The new Danish minority government survived its first crisis yesterday. Each spring and summer, the government negotiates a deal with KL, the organisation that represents the country's 92 kommuner (local authorities) and 5 regions, on the amount of money available from central government to help fund their activities. On the basis of this deal, the local institutions prepare detailed budgets in the autumn that form the basis for what they do the following year. But before they do so, the deal has to be approved by the national Parliament's finance committee.

Being a right-of-centre minority government, this year's deal called for efficiency savings of 1% p.a. for the next 4 years. Since the four parties in the "blue" block have a (narrow) majority in Parliament - and so in the finance committee - the deal ought to have sailed through. However, when it came to the vote yesterday, the Conservatives balked, because the deal allowed the local authority land tax to rise.

The Conservatives had a dreadful election, and are close to extinction. Virtually the only distinctive policy they had was to freeze the land tax (a tax on the value of land alone, without buildings), on the grounds that it would give people financial security. Voting to implement a deal which drove a coach and horses through that promise would in their view have shredded what little credibility they still have. So they decided to vote against the deal in the finance committee.

End of government? No. The Government reached across the aisle and got support from the opposition Social Democrats and Radicals. So the local government deal was done.

Why did the opposition not take the opportunity to bring down the Government? The reasons are complicated, but demonstrate how things work in a decentralised society. First, to bring down the Government, you need a vote of confidence; in the event that such a vote was called, the election result (90-89 to the blue block) would come into play.
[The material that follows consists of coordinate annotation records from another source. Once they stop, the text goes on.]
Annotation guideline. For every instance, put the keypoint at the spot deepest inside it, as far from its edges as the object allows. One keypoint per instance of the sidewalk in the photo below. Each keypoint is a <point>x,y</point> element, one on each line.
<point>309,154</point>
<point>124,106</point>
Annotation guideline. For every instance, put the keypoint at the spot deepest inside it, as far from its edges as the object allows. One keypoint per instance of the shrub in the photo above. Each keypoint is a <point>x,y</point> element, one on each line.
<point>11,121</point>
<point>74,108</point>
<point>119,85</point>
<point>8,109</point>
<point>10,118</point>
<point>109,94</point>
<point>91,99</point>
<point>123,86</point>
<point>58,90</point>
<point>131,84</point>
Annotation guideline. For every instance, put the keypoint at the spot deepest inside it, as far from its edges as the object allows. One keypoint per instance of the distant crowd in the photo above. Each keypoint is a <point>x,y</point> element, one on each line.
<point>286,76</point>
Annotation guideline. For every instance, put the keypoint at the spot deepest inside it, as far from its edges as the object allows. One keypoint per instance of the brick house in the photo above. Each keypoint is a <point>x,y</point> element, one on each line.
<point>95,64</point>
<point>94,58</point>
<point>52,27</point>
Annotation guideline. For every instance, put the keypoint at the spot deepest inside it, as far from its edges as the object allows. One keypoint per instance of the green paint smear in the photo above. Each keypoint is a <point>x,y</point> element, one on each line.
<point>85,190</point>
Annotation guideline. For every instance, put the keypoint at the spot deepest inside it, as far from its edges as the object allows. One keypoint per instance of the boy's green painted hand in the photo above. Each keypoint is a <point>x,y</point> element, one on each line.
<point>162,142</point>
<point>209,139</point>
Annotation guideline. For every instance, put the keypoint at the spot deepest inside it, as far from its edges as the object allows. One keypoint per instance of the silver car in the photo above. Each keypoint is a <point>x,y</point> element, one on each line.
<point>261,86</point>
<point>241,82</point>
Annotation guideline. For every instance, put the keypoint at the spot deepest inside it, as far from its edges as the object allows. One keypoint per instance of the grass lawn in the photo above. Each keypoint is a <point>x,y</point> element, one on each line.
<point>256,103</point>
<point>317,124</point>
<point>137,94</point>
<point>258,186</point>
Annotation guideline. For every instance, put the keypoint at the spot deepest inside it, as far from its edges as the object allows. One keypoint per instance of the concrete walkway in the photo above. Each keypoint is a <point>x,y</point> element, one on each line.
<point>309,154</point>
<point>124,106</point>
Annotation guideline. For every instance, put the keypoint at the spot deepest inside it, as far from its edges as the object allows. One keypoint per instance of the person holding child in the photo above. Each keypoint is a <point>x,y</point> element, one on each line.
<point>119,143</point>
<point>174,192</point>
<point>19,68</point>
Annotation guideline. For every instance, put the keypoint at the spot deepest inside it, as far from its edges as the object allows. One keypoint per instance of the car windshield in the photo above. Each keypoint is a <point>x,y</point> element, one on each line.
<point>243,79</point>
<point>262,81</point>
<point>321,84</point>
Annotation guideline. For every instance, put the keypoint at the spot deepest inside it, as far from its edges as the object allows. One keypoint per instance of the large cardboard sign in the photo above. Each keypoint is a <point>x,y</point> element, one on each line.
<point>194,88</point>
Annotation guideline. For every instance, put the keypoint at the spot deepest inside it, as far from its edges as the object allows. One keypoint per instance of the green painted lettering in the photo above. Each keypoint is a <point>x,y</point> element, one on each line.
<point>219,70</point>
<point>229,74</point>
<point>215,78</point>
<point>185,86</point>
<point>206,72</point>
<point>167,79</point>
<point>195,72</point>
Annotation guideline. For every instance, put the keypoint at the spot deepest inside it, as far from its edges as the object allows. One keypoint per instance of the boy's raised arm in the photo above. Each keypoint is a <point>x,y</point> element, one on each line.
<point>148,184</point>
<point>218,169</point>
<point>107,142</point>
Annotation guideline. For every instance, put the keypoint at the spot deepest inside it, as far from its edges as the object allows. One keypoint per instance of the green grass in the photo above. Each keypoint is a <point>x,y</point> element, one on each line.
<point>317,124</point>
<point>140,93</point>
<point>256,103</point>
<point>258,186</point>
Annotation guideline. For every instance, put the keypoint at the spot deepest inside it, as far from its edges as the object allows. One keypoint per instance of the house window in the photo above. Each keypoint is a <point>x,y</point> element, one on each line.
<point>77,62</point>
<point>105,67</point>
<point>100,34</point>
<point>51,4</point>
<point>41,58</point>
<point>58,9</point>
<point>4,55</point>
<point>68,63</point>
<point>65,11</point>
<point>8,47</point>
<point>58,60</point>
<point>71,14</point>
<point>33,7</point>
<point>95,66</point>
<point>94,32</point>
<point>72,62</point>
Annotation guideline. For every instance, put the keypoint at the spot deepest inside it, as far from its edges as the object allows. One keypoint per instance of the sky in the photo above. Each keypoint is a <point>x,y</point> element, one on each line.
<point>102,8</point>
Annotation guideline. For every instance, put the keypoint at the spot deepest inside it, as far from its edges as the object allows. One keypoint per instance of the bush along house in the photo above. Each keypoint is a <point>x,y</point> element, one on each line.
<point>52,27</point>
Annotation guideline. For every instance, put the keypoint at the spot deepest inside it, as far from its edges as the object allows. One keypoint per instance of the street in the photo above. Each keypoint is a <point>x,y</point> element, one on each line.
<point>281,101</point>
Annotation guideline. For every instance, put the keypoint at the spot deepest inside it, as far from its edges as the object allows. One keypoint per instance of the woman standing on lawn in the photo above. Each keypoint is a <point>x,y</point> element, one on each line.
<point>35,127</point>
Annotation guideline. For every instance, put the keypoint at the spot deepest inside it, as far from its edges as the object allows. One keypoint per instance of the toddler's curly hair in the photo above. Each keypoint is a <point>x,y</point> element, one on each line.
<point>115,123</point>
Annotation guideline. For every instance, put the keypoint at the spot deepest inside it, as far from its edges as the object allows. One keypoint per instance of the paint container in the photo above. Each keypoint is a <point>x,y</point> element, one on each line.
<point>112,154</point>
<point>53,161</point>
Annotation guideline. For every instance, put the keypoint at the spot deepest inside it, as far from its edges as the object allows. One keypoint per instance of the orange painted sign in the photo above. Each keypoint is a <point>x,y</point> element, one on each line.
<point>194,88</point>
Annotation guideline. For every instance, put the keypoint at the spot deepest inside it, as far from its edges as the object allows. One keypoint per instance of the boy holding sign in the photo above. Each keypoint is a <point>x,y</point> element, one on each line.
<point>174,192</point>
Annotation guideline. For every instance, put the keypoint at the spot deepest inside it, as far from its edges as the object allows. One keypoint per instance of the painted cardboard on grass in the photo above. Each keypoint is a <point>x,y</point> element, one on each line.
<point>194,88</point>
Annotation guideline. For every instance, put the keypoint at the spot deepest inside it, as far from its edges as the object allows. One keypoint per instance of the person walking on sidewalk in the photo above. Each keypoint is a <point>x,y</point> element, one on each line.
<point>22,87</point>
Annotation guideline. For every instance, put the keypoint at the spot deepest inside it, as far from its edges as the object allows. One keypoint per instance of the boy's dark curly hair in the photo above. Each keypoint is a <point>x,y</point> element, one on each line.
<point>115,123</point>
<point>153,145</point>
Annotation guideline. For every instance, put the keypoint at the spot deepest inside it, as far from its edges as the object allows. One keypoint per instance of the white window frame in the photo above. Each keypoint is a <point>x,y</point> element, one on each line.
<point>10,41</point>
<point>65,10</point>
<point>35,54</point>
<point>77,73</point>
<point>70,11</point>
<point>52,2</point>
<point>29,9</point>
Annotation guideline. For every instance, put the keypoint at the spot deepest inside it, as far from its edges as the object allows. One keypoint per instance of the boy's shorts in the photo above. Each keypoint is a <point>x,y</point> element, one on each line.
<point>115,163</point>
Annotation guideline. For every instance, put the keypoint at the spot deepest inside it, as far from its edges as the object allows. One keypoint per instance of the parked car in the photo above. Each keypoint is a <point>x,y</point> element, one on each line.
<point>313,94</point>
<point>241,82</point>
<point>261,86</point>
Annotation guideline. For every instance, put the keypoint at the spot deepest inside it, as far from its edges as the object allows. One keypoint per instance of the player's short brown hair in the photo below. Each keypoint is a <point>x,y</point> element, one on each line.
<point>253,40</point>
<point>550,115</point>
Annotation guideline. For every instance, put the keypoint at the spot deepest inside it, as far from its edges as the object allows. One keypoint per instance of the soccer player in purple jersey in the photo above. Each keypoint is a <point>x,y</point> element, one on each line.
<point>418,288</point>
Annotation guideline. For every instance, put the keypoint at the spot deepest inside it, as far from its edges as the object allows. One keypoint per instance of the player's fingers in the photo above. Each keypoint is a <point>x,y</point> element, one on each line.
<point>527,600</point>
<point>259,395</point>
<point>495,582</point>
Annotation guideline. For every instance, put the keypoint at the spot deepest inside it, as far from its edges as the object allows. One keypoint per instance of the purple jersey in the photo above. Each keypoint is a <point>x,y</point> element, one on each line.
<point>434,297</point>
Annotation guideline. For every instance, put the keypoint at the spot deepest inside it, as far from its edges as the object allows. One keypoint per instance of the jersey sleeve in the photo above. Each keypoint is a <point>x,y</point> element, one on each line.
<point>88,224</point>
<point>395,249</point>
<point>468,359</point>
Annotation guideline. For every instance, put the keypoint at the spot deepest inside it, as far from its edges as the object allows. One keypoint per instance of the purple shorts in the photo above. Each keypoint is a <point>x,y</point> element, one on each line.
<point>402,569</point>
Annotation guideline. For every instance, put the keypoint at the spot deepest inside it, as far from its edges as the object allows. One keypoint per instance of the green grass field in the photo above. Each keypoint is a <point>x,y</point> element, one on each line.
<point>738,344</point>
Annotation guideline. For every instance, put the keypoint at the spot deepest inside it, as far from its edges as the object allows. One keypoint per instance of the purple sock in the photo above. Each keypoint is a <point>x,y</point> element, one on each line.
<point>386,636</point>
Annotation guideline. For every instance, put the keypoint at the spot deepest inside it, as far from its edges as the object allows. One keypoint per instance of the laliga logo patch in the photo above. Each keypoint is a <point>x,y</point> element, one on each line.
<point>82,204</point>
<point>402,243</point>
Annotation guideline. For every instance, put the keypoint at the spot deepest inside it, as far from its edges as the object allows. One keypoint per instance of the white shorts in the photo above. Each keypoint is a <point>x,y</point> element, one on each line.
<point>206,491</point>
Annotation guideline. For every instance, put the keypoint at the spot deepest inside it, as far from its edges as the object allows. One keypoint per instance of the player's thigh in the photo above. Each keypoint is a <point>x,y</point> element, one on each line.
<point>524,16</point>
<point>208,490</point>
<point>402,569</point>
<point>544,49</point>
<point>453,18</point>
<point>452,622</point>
Secondly, local authorities are a mixed bag of left-of-centre and right-of-centre organisations. If they (collectively) have done a deal with the government of the day, then it is an unwritten rule of Danish politics that that deal should be supported by the opposition, even if the deal includes things that they are against. Which is why the Social Democrats and Radicals have not only agreed to support this year's deal, but also any other deals that this government might make during its term.

In other words, the Conservatives may have saved their sacred cow, but at the expense of looking narrowly self-interested. While the Social Democrats and Radicals have ended up looking statesmanlike.